3. Training the Model Train the BiRNN model using the following code:

model = BiRNN(input_size=1, hidden_size=115, output_size=1, num_layers=2, dropout=0.3)
criterion = nn.MSELoss()
optimizer = torch.optim.Adam(model.parameters(), lr=0.001)
num_epochs = 100

for epoch in range(num_epochs):
    for symbol, data in scaled_data.items():
        seq = torch.FloatTensor(data).view(1, -1, 1)
        labels = torch.FloatTensor(data[-1]).view(1, -1)
        
        optimizer.zero_grad()
        y_pred = model(seq)
        loss = criterion(y_pred, labels)
        loss.backward()
        torch.nn.utils.clip_grad_norm_(model.parameters(), max_norm=1.0)
        optimizer.step()

# Save the model and scaler
torch.save(model.state_dict(), "birnn_model.pth")

Section 4: Integrating the Model into the Flask Application

1. Loading the Model and Scaler in app.py Modify your app.py to load the trained BiRNN model:

from flask import Flask, Response
import torch
import joblib
import requests
import pandas as pd

app = Flask(__name__)

class BiRNN(nn.Module):
    def __init__(self, input_size, hidden_size, output_size, num_layers, dropout):
        super(BiRNN, self).__init__()
        self.hidden_size = hidden_size
        self.num_layers = num_layers
        self.rnn = nn.RNN(input_size, hidden_size, num_layers, dropout=dropout, batch_first=True, bidirectional=True)
        self.fc = nn.Linear(hidden_size * 2, output_size)

    def forward(self, x):
        h0 = torch.zeros(self.num_layers * 2, x.size(0), self.hidden_size)
        out, _ = self.rnn(x, h0)
        out = self.fc(out[:, -1, :])
        return out

model = BiRNN(input_size=1, hidden_size=115, output_size=1, num_layers=2, dropout=0.3)
model.load_state_dict(torch.load("birnn_model.pth"))
model.eval()

scaler = joblib.load("scaler.save")

2. Making Predictions

def get_binance_url(symbol="BTCUSDT", interval="1m", limit=1000):
    return f"https://api.binance.com/api/v3/klines?symbol={symbol}&interval={interval}&limit={limit}"

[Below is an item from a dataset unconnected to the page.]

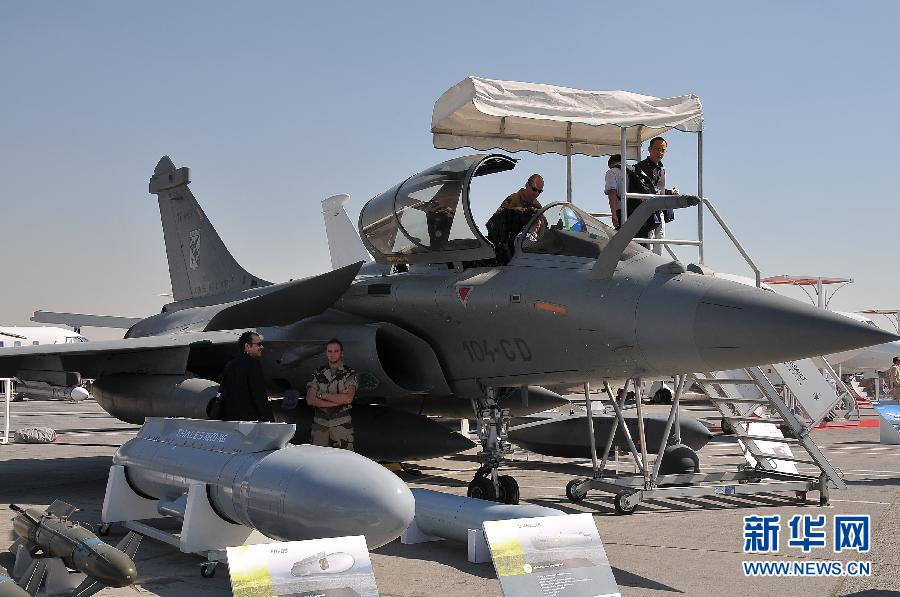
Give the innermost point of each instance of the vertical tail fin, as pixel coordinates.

@app.route("/inference/<string:token>")
def get_inference(token):
    token = token.upper()
    url = get_binance_url(symbol=token + "USDT")
    response = requests.get(url)
    
    if response.status_code == 200:
        data = response.json()
        df = pd.DataFrame(data, columns=[
            "open_time", "open", "high", "low", "close", "volume",
            "close_time", "quote_asset_volume", "number_of_trades",
            "taker_buy_base_asset_volume", "taker_buy_quote_asset_volume", "ignore"
        ])
        df["close"] = df["close"].astype(float)
        scaled_data = scaler.transform(df["close"].values.reshape(-1, 1))
        seq = torch.FloatTensor(scaled_data).view(1, -1, 1)
        
        with torch.no_grad():
            y_pred = model(seq)
        predicted_price = scaler.inverse_transform(y_pred.numpy())
        return Response(str(round(predicted_price.item(), 2)), status=200, mimetype='application/json')
    else:
        return Response("Failed to retrieve data", status=500, mimetype='application/json')

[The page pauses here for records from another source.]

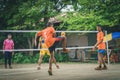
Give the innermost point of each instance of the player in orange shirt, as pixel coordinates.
(101, 49)
(51, 41)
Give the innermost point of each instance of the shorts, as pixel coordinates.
(52, 48)
(43, 52)
(102, 51)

if __name__ == "__main__":
    app.run(host='0.0.0.0', port=8000)

3. Build and Run Your Worker Node:

docker compose up --build -d

Your Allora Worker Node is now ready to handle requests for real-time cryptocurrency price predictions.

Key Steps:

• Model Loading: The pre-trained model is loaded into memory when the Flask app starts.
• Data Fetching: Historical data is retrieved for the requested cryptocurrency.
• Inference: The BiRNN model processes the data and outputs a predicted price.
• Response: The prediction is returned as a JSON response.

Full Code Sample:

• Full Code Sample Model.py: https://github.com/0xtnpxsgt/Allora-Comprehensive-Guide/blob/main/birnn_model.py
• Full Code Sample App.py: https://github.com/0xtnpxsgt/Allora-Comprehensive-Guide/blob/main/app.py

Conclusion

This guide covers the entire process of building, training, and deploying a BiRNN model for cryptocurrency price prediction. By following the steps outlined here, you can develop a robust model capable of making real-time predictions, potentially providing valuable insights into market trends. Deep learning models like BiRNNs offer powerful tools for time series prediction, and with proper tuning and integration, they can be highly effective even in volatile markets like cryptocurrency.